Lundi 9 novembre 2020

Pour Bruno Derbaix, dès que cette 2e vague se calmera et que les écoles rouvriront, il faudra cultiver le débat public dans les classes et faire de l’éducation aux médias une priorité.
Bruno Derbaix

 

Éduquer: Depuis la rentrée de septembre, les écoles ont fait ce qu’elles pouvaient pour accueillir les élèves. Le vendredi 30 octobre, les autorités décident de fermer toutes les écoles durant deux semaines. Vous qui vous rendez régulièrement sur le terrain, trouvez-vous que cette fermeture est nécessaire?

Bruno Derbaix: Oui, il fallait fermer les écoles. Depuis le début de la crise sanitaire, on a essayé d’ouvrir puis de fermer les vannes pour maintenir le système de santé belge dans une situation gérable, un peu comme un plombier le ferait pour maintenir une pression adéquate. Mais il semblerait que les écoles secondaires soient des gros foyers de transmission de la maladie et, outre le facteur épidémiologique, on arrive dans pas mal d’écoles à un point de rupture. Il y a régulièrement jusqu’à 30 à 40% d’élèves absents pour cause Covid ou assimilés, idem chez les enseignants. Du coup, il y a un certain nombre d’écoles qui sont pratiquement inorganisables. Le taux d’absence vu les circonstances est tellement important que la machine «école» ne fonctionne plus.

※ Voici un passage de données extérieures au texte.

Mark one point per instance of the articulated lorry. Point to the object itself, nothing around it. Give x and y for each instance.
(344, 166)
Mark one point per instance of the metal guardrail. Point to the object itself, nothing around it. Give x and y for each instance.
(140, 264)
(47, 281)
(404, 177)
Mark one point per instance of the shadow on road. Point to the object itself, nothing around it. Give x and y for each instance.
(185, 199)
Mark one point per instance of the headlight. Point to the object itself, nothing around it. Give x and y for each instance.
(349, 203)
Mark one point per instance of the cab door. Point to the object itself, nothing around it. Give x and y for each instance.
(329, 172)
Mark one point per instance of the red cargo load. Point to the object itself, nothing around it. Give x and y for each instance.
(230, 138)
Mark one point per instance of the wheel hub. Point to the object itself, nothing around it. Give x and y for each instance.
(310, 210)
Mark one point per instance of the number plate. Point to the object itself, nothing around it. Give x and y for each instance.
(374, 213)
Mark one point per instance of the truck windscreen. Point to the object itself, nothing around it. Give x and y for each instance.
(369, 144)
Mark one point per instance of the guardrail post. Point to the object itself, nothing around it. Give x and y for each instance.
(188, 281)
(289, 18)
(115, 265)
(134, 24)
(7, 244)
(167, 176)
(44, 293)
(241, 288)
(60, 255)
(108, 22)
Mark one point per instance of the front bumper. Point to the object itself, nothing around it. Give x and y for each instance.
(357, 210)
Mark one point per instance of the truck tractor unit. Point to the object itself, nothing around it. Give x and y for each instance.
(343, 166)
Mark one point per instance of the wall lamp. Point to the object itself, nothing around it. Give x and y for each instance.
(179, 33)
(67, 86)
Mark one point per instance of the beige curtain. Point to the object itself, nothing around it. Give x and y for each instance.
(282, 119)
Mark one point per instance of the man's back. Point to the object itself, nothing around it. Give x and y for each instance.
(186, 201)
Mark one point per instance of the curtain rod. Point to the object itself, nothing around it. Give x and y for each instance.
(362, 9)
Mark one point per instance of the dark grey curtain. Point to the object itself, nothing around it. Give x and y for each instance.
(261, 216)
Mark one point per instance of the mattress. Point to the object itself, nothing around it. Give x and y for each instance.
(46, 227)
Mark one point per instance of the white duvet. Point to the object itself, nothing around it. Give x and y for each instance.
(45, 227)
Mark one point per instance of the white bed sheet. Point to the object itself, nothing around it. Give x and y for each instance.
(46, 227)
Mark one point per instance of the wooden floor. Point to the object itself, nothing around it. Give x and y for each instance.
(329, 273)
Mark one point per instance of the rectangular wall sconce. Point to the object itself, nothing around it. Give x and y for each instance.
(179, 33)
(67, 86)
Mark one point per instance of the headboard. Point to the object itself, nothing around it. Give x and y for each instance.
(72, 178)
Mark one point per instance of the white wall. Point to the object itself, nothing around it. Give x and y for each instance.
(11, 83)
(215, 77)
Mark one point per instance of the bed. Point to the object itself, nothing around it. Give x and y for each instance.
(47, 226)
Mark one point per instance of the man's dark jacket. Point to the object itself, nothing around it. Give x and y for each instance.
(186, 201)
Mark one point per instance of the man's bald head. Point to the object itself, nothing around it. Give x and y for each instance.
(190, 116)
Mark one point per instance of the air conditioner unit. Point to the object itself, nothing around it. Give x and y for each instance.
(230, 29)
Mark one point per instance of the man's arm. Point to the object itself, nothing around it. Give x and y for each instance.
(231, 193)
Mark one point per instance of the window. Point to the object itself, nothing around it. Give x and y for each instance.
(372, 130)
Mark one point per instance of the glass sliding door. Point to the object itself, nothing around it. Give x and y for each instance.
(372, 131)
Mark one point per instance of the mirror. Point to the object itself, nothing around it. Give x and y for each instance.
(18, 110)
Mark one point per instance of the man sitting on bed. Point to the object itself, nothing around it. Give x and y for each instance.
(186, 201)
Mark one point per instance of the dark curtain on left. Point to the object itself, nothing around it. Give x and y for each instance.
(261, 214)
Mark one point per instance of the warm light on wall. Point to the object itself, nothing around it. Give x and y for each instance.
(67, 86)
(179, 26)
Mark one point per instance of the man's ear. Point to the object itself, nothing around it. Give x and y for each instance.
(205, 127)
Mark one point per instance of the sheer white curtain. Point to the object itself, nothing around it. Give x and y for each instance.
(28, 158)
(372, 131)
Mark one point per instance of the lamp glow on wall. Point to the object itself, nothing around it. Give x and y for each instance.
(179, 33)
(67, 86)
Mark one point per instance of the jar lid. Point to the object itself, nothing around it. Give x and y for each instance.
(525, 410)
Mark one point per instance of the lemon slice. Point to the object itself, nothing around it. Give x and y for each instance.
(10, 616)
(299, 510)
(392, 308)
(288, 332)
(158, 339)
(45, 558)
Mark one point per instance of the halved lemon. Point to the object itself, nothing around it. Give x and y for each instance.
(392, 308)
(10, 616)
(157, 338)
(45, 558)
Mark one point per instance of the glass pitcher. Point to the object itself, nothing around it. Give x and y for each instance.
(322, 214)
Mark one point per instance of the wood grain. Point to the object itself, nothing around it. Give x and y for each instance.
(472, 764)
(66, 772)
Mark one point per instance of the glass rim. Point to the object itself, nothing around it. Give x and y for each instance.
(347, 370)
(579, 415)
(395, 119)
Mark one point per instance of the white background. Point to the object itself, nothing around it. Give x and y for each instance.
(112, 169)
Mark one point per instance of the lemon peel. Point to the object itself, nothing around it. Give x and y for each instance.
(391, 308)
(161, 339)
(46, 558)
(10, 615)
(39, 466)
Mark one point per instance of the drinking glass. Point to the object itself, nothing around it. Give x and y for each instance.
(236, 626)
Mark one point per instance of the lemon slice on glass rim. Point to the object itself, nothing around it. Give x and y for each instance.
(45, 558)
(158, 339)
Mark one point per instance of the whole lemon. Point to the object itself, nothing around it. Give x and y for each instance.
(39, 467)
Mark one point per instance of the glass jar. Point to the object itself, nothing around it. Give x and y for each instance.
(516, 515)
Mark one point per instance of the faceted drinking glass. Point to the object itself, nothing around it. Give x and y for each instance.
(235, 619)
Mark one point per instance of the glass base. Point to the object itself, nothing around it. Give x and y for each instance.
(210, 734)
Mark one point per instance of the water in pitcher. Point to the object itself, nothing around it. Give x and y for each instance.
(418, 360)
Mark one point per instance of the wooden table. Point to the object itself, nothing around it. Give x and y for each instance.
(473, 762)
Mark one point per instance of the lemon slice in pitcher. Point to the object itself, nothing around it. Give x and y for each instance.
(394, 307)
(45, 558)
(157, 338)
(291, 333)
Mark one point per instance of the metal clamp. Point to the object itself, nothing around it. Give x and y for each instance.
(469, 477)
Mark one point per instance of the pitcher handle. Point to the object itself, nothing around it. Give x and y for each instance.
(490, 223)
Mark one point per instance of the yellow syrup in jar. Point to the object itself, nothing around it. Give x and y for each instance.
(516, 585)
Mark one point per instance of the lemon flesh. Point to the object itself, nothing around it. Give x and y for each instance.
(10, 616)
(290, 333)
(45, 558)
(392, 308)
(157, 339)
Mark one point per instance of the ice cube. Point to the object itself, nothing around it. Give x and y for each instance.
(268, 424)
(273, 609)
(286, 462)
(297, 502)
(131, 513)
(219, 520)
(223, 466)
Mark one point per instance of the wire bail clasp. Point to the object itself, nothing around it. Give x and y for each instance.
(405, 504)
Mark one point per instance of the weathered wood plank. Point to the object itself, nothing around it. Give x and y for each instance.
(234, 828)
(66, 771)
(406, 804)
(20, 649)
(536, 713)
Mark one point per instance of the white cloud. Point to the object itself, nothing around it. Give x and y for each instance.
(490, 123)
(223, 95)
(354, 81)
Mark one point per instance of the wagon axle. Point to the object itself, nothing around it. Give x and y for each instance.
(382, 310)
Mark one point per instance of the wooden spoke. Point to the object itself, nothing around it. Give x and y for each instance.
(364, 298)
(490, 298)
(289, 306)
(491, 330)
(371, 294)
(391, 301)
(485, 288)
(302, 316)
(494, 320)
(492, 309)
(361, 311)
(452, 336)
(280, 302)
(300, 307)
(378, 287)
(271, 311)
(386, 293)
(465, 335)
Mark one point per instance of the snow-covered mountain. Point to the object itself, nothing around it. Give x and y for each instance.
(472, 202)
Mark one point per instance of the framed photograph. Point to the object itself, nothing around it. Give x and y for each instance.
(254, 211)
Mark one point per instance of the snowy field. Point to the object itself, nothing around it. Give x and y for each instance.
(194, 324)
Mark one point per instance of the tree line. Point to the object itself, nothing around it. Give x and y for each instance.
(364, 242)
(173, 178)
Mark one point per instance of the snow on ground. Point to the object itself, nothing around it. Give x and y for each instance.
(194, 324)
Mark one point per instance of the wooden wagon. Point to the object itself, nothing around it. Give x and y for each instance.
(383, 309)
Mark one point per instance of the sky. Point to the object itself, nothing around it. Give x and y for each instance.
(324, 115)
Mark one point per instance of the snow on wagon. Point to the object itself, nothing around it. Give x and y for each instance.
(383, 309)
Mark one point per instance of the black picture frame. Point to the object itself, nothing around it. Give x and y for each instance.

Éduquer: Au début de la crise sanitaire, les établissements scolaires ont fermé durant le confinement. En juin, certains élèves ont pu retourner à l’école et depuis septembre, tous les élèves du fondamental étaient attendus à l’école. Tous ces changements, aussi indiqués soient-ils, sont stressants, épuisants et source de tensions tant pour les équipes pédagogiques que pour les élèves et leurs familles. Le nombre de cartes blanches d’enseignant·e·s publiées sur les réseaux sociaux et les groupes de presse en attestent. Comment analysez-vous ces tensions?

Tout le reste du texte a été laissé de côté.